Yesterday, I can’t count the number of people who sent me the story about the female deacon issue and asked me what I thought. I’ve read a the whole transcript of that part of his address. Francis treats of the problem fairly accurately as I understand it, describing the non-ordained role of “deaconnesses” in the early Church, which dealt with propriety and modesty in cases like full immersion baptism rather than any sacramental or preaching role. It does appear that the question was pre-planned — not many people would have a fairly obscure reference to the Council of Chalcedon ready to go off the top of their head, not even a pope — so that’s a consideration. Why include that question if you don’t want to open a door?

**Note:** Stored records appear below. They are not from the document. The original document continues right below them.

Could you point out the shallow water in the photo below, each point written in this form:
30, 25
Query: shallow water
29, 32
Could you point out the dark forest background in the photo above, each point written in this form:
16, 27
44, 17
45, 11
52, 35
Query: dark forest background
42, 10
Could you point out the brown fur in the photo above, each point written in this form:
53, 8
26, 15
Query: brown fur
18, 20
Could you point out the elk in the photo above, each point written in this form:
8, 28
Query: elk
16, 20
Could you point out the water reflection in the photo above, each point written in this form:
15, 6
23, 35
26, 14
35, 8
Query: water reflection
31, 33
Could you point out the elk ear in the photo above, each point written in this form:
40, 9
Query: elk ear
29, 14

In that respect, I would suggest to you that it’s yet another thing thrown at the wall. And the things being thrown at the wall seem to be coming in increasingly rapid succession. Here, a quote of Apb. Fernandez strikes me as having greater relevance:

“You have to realize that [Francis] is aiming at reform that is irreversible. If one day he should sense that he’s running out of time and doesn’t have enough time to do what the Spirit is asking him, you can be sure he will speed up.”

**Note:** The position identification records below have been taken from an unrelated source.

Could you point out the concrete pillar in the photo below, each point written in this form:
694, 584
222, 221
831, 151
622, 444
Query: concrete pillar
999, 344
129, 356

Ultimately, I don’t expect much movement on female deacons. They’ll dredge it up and look at it all over again, and very little will come of it, despite the excitement of Fr. James Martin and company.

What will happen, though, is the continued battering down of any certainty that the Catholic faith is divinely revealed and immutable. The sense of constant change, perpetual flux, in something that is supposed to be unyieldingly stable is a huge problem. Cardinal Kasper may be “always open to and ready for innovation”; he may like to think that “anything is possible” — but most of the faithful are not and do not. 

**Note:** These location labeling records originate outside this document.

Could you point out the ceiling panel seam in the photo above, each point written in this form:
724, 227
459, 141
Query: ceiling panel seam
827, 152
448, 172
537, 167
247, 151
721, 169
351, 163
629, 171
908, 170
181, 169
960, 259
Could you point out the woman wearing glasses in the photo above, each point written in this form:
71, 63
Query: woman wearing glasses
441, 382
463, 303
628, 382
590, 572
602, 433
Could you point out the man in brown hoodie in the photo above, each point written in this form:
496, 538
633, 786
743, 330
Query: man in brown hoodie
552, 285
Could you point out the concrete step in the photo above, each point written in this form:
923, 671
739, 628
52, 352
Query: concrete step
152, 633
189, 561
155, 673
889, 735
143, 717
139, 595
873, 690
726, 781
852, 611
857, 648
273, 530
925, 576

There is a curious unmaking of some of the more important accomplishments in the pontificate of John Paul II happening here. First, the synods on family which then produce an exhortation that snubs and all but replaces his Familiaris Consortio. Now, a commision to revisit what was so well established in JPII’s  Ordinatio Sacerdotalis that it is referred to as “infallible.” You’ll see a particular syntax around the Catholic web about this “not being a question of opening a door; there is no door.”

Go here to read the rest.  Popes have always had to deal with events of their time and place, but they did not attempt to alter Church teaching when doing so.  The problem in regard to Pope Francis is that his prime concern seems to be the typical concerns of a left of center member of the international chattering classes.  The concerns of this group simply do not coincide with the issues that concern faithful Catholics, and their preferred solutions would be poison if implemented within the Church.  Thus we have the Pope embracing various leftist nostrums including socialism, global warming, a radical expansion of the welfare state, etc.  PopeWatch could find this tolerable, albeit unpleasant, if Pope Francis confined his leftism to secular matters.  The Church has experience with Popes who are fools in secular political matters.  However, the Pope’s leftism tends to bleed over into Church practice and teaching.  Why else engage in such contortions as are set forth in Amoris Laetitia to allow Catholics in adulterous marriages to receive Communion, surely a non-issue for most such Catholics firmly ensconced in non-practicing their religion?  Likewise his raising of the issue of female deacons.  Is there any outcry from practicing Catholics for such an innovation?  No, the Pope’s leftist view of the world is not limited to the purely secular, and that is what makes this Pontificate so dangerous and so unlike the pontificates of prior bad popes.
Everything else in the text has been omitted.